2012 Track Guidelines

These are the draft guidelines for the 2012 edition of the TREC Microblog track. The authors are Craig Macdonald, Iadh Ounis, Jimmy Lin, and Ian Soboroff. The Microblog track first ran in 2011. In the second year of the Microblog track, we will be addressing two search tasks, namely: Real-time Adhoc and Real-time Filtering, whereby a user's information need will be represented by a query at a specific time. In the following, we describe both the data used by the Microblog track, as well as the two search tasks.

Note that to participate in the track you need to be a registered participant in TREC 2012.  See http://trec.nist.gov/pubs/call2012.html for details.  Note that TREC becomes closed to new participants in late May or early June.

Data

For TREC 2012, we will again use the Tweets2011 corpus. The corpus is comprised of 2 weeks of tweets sampled courtesy of Twitter. The corpus is designed to be a reusable, representative sample of the twittersphere - i.e.  both important and non-English tweets are included. As the reusability of a test collection is paramount in a TREC track, this sample can be obtained at any point in time.

Size and Format of the Tweets11 Corpus

The size of the corpus is approximately 16 million tweets over a period of 2 weeks (24th January 2011 until 8th February, inclusive), which covers both the time period of the Egyptian revolution and the US Superbowl.
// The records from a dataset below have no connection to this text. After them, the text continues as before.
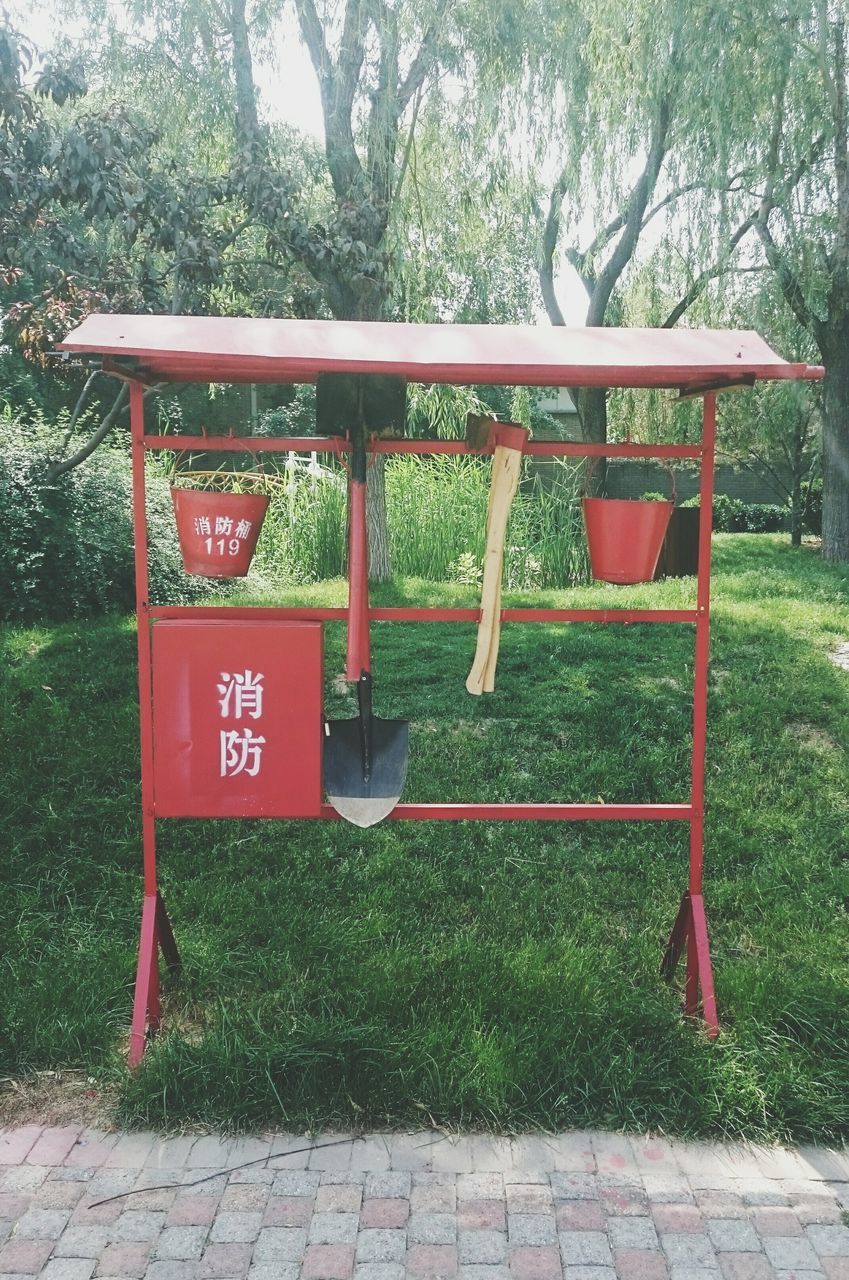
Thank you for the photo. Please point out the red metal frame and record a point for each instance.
(689, 931)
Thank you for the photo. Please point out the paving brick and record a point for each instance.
(666, 1189)
(296, 1183)
(236, 1228)
(169, 1152)
(279, 1244)
(432, 1229)
(137, 1224)
(170, 1270)
(790, 1253)
(532, 1229)
(129, 1151)
(574, 1187)
(328, 1262)
(16, 1144)
(433, 1198)
(434, 1261)
(90, 1212)
(477, 1187)
(687, 1249)
(633, 1233)
(409, 1151)
(288, 1211)
(224, 1262)
(342, 1178)
(274, 1271)
(733, 1235)
(396, 1185)
(42, 1224)
(639, 1265)
(91, 1148)
(333, 1229)
(209, 1152)
(181, 1243)
(482, 1216)
(815, 1208)
(124, 1260)
(384, 1214)
(590, 1274)
(485, 1271)
(579, 1216)
(830, 1242)
(192, 1211)
(721, 1203)
(53, 1144)
(745, 1266)
(26, 1257)
(529, 1198)
(68, 1269)
(23, 1178)
(379, 1271)
(338, 1198)
(246, 1198)
(58, 1196)
(625, 1201)
(678, 1219)
(482, 1248)
(82, 1242)
(585, 1248)
(13, 1205)
(331, 1155)
(529, 1262)
(370, 1155)
(380, 1246)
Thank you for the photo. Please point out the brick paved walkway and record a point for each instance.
(576, 1206)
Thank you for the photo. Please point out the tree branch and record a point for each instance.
(59, 469)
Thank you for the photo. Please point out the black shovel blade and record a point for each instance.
(365, 795)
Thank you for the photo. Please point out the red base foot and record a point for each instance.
(690, 931)
(155, 936)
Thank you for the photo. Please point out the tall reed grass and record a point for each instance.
(437, 513)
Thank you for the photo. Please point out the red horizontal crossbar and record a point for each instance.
(295, 613)
(336, 444)
(535, 812)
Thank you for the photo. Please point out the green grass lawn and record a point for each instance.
(477, 973)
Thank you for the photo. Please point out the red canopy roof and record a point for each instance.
(242, 350)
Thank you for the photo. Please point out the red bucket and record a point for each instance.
(218, 531)
(625, 536)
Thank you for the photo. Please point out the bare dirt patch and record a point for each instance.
(56, 1098)
(840, 656)
(812, 735)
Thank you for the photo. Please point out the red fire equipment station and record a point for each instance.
(231, 698)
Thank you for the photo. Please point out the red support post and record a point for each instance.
(690, 924)
(155, 929)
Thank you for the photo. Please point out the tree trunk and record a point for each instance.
(795, 492)
(835, 444)
(592, 411)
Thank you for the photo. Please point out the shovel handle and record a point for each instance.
(506, 466)
(357, 656)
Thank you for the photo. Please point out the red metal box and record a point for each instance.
(237, 720)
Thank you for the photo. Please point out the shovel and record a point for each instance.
(365, 759)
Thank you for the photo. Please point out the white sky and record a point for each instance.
(290, 95)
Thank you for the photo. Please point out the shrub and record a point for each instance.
(731, 516)
(67, 548)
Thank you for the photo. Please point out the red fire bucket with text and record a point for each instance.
(625, 536)
(218, 531)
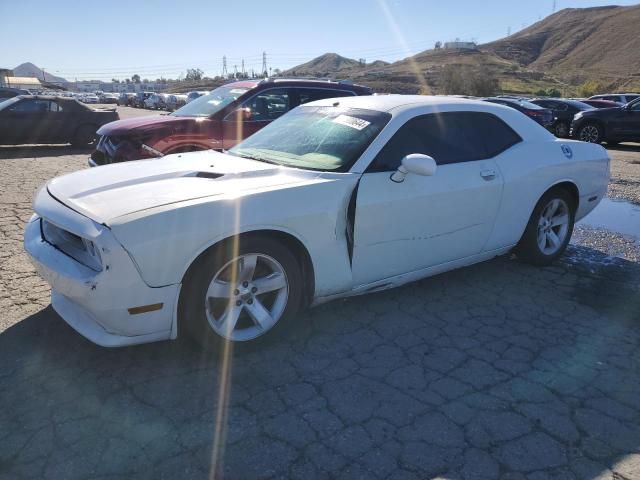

Different types of tweets are present, including replies and retweets.

Each day of the corpus is split into files called "blocks", each of which contains about 10,000 tweets compressed using gzip. Each tweet is in JSON format, similar (but not identical) to the format used by the Twitter Gardenhose. Within the corpus, tweets are ordered by tweet id, which are chronologically ordered for our purposes.

Obtaining the Tweets2011 Corpus

The homepage for the Tweets2011 corpus is at http://trec.nist.gov/data/tweets/ (Further information about Tweets11 can be found in [1]).

The Tweets2011 corpus is unusual in that the actual tweets are downloaded directly from Twitter, using a provided tool. However, to obtain the lists of particular tweets in each block to be downloaded (i.e. the "tweet lists"), a usage agreement must be signed. Once signed, the agreement should be emailed back to NIST, who will provide you with a username/password to download the tweet lists (in the form of a .tar.gz file).

Once you have downloaded and decompressed the tweet lists from NIST, you should obtain and run the twitter-corpus-tools corpus downloader. For further instructions on downloading and using the twitter-corpus-tools corpus downloader.

You MUST NOT re-distribute the tweet lists or the corpus obtained by using the tweet lists, as this breaks both the Tweets2011 corpus license agreement and the Twitter Terms of Use. Note that it can take several days to download your copy of Tweets2011.

Finally, by signing the corpus license agreement, you agree to remove when instructed tweets that have been deleted from Twitter. If your copy of Tweets11 is old, we recommend that you re-run the corpus tool. twitter-corpus-tools will also provide a tool for removing deleted tweets from your copy of the corpus.

Robustness to Tweet Deletions
As tweets can be deleted or protected after posting, tweets that have now been deleted will not appear in the collection of participants who download the corpus at a later date. In our experience in TREC 2011, the deletion of tweets did not affect the reusability of the corpus, nor the relative ranking of systems [3]. However, for TREC 2012, we will mark as defacto irrelevant tweets that are not fetchable as of May 7th, 2012.

Real-time Adhoc Task

In the real-time search task, the user wishes to see the most recent but relevant information to the query. Hence, the system should answer a query by providing a list of relevant tweets ordered from newest to oldest, starting from the time the query was issued. However, different from last year, we will evaluate this by having the systems of participating groups return their top 10,000 scoring tweets prior to and including the query time defined by the topic. Evaluation will then be conducted by sweeping a retrieval score threshold, and evaluating the most recent tweets above that threshold, and reporting a score as the area under the ROC curve (true positives vs false positives, for all possible score thresholds).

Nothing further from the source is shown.